Presented by The Blackwood in collaboration with Toronto Dance Theatre
What are the embodied effects of climate catastrophe, destructive energy expenditure, ecologies of excess, and the brutalities of the racialized and gendered earth? How do we continue to persist on a planet that is so intimately bound up in injurious forms of interdependency? Can we imagine a future without reproducing the epistemic hierarchies and extractive economies of the past and present?[i] Can we think ourselves as planetary in ways that are not derived from a global imaginary still entrenched in a colonizing framework?[ii] What can we learn if we no longer take earthly bodies for granted? What forms and practices open up the possibility of a different aesthetics, regenerative ethics, and alternative politics of inhabiting and sharing the earth?[iii] How can we sensitize ourselves to energetic potentials, elemental intimacies, and planetary forces? Can we create collective energy to dismantle some of the capitalist dreams that are taking up so much energy in our lives?[iv]

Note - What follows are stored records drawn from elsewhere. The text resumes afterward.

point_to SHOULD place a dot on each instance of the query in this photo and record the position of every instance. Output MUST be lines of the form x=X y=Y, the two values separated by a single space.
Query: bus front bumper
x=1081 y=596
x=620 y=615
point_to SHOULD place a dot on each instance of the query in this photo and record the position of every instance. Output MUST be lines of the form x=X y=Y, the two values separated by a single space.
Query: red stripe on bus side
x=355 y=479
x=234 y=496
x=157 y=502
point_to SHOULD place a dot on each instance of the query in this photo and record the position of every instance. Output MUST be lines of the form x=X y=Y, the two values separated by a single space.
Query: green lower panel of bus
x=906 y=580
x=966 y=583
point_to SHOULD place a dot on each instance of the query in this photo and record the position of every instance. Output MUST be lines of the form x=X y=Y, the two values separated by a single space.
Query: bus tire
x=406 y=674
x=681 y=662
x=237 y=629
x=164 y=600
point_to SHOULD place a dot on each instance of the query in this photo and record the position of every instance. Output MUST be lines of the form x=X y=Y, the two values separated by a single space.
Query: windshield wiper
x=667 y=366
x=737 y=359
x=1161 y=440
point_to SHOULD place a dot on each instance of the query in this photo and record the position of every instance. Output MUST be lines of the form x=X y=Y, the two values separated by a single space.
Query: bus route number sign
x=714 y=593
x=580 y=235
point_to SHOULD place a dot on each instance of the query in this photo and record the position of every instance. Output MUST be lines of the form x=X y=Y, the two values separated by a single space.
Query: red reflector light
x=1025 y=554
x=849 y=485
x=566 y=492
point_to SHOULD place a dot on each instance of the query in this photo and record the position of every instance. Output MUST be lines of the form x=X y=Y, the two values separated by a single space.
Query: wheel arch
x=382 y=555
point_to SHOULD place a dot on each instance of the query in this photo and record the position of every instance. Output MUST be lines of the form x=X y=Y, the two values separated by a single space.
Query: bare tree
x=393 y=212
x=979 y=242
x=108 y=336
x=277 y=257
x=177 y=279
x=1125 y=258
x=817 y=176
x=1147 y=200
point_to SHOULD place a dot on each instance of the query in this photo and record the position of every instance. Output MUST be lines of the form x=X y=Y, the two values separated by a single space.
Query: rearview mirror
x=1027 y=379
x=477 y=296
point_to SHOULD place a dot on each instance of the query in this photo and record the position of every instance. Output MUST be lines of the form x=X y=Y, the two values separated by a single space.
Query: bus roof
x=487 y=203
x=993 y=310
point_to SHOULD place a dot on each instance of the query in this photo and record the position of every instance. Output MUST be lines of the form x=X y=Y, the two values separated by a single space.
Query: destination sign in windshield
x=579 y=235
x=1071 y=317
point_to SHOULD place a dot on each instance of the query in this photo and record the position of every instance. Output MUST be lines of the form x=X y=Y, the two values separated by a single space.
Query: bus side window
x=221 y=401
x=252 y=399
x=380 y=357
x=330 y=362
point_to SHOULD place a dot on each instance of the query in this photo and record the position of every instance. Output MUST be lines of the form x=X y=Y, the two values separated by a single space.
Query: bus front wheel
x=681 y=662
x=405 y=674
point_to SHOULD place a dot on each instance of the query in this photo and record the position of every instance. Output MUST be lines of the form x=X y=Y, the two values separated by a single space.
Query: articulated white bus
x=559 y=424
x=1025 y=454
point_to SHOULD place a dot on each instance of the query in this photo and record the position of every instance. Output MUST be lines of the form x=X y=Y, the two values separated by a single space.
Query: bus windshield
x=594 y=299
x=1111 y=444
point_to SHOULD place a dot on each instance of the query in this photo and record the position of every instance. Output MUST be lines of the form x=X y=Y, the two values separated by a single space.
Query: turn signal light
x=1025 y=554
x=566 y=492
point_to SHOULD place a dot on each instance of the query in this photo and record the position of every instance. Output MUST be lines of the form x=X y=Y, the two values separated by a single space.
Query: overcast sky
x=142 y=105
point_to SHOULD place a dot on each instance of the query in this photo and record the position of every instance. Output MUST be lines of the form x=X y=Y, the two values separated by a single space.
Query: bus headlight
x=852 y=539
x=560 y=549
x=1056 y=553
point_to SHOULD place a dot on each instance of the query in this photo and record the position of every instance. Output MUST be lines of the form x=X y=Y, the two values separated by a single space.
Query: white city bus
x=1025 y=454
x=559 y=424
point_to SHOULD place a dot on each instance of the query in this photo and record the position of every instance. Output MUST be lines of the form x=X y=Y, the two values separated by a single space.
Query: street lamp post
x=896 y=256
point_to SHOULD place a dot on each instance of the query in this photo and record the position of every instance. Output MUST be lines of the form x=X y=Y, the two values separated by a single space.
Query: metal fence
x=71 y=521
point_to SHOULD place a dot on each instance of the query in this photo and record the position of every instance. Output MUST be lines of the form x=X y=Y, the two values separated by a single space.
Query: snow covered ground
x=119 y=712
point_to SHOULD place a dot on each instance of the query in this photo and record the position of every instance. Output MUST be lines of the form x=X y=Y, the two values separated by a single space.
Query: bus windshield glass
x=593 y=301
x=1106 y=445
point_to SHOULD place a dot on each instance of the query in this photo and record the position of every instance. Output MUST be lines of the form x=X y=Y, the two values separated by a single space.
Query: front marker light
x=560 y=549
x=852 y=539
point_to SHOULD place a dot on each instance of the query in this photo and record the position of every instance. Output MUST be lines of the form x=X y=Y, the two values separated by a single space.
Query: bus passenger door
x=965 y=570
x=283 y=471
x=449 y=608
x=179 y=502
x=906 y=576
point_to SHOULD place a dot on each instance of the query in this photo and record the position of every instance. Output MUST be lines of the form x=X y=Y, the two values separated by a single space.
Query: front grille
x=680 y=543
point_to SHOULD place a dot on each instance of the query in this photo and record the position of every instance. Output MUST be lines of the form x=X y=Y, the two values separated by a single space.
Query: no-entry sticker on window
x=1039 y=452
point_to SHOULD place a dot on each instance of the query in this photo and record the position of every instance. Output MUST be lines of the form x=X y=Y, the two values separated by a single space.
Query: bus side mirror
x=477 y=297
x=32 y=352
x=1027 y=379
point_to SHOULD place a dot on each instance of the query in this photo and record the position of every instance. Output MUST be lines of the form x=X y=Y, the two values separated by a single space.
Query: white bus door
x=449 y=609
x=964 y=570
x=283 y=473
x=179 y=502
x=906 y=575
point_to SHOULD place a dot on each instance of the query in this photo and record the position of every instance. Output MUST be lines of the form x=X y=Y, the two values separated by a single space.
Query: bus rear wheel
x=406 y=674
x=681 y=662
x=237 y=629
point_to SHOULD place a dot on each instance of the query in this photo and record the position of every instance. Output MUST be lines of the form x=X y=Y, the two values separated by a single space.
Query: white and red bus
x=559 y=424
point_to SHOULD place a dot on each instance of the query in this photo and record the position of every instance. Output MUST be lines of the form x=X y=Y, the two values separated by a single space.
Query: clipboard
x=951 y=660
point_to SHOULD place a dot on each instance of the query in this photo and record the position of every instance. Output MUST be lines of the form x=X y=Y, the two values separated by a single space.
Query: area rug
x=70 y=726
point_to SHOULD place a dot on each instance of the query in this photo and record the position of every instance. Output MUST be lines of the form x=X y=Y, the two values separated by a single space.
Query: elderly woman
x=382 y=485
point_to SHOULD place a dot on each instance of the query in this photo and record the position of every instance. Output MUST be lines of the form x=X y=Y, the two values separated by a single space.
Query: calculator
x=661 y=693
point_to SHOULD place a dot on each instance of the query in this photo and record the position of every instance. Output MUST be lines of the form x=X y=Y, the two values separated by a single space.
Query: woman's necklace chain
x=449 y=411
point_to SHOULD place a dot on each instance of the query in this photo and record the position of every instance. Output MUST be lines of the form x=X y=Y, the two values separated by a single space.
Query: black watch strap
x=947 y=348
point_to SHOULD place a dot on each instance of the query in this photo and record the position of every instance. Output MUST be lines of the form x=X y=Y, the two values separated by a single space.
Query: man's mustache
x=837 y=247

How can we attune ourselves to the world-to-come? Presented alongside three choreographic works premiering in Toronto in winter 2024—Weathering, FACE RIDER, and Odd-Sensual—the Attunement Sessions inquire into the profound aesthetic, environmental, geopolitical, philosophical, sexual, social, and technological questions necessary to approach difficult problems about how we live, think, act, build, sense, and move together towards an imperiled future.
Through artistic provocations, thought-experiments, and experiential exercises, the sessions foreground the necessity for deeper attunement to the processes of destruction and disaster making the world as we know it (accumulation, alienation, contamination, disembodiment, displacement, extinction, extraction, settlement…) and forms of composing and imagining the future we want to live in (affinities, edgings, interdependencies, proximities, solarities, wet dreams…).
Framed by a series of questions, the sessions bring together choreographed and improvised, intimate and planetary, descriptive and speculative approaches by participants from diverse disciplines and practices including art history, black studies, choreography, dance studies, decolonial environmental humanities, disconnection studies, feminist science & technology studies, Indigenous philosophy, intimacy coordination, poetry, queer and transgender studies, visual arts, and more.
[i] For a range of tactics and approaches see the Blackwood’s index of collective inquiries including How do we resist the cancellation of the future? at https://www.blackwoodgallery.ca/index.
[ii] This question will be addressed in the Future Pembroke Seminar, “Unwriting the Anthropocene: A Call to Experiment,” lead by Macarena Gómez-Barris at Brown University, 2024-2025. https://pembroke.brown.edu/pembroke-seminar/future.
[iii] See Macarena Gómez-Barris, The Extractive Zone: Social Ecologies and Decolonial Perspectives (Durham and London: Duke University Press, 2017); Alexis Pauline Gumbs, Undrowned: Feminist Lessons from Marine Mammals (Chico: AK Press, 2020); Katherine McKittrick, “Respite. Quiet. A House of Dreams,” CR: The New Centennial Review, Vol. 22(3), 2022 and Sylvia Wynter and Katherine McKittrick, “Unparalleled Catastrophe for Our Species? Or, to Give Humanness a Different Future: Conversations,” in Sylvia Wynter: On Being Human as Praxis, ed Katherine McKittrick (Durham: Duke University Press, 2015); Marina Roy, Queuejumping (Vancouver: Information Office, 2022); and Amanda Boetzkes’ forthcoming book Ecologicity, Vision and the Planetarity of Art and its related publications available at https://amandaboetzkes.com/about/ecologicity-vision-and-art-for-a-world-to-come/.
[iv] On queer-black-feminist dreaming of future worlds see “Collective Dreaming: An Interview with Alexis Pauline Gumbs and Almah LaVon,” in The Feminist Wire, August 10, 2015, https://thefeministwire.com/2015/08/collective-dreaming-an-interview-with-alexis-pauline-gumbs-and-almah-lavon/. On energies compelling planetary life, see Amanda Boetzkes “Cold Sun * Hot Planet: Solarity’s Aesthetic, Planetary Perspective,” in South Atlantic Quarterly, 120.1 (January 2021), edited by Darin Barney and Imre Szeman.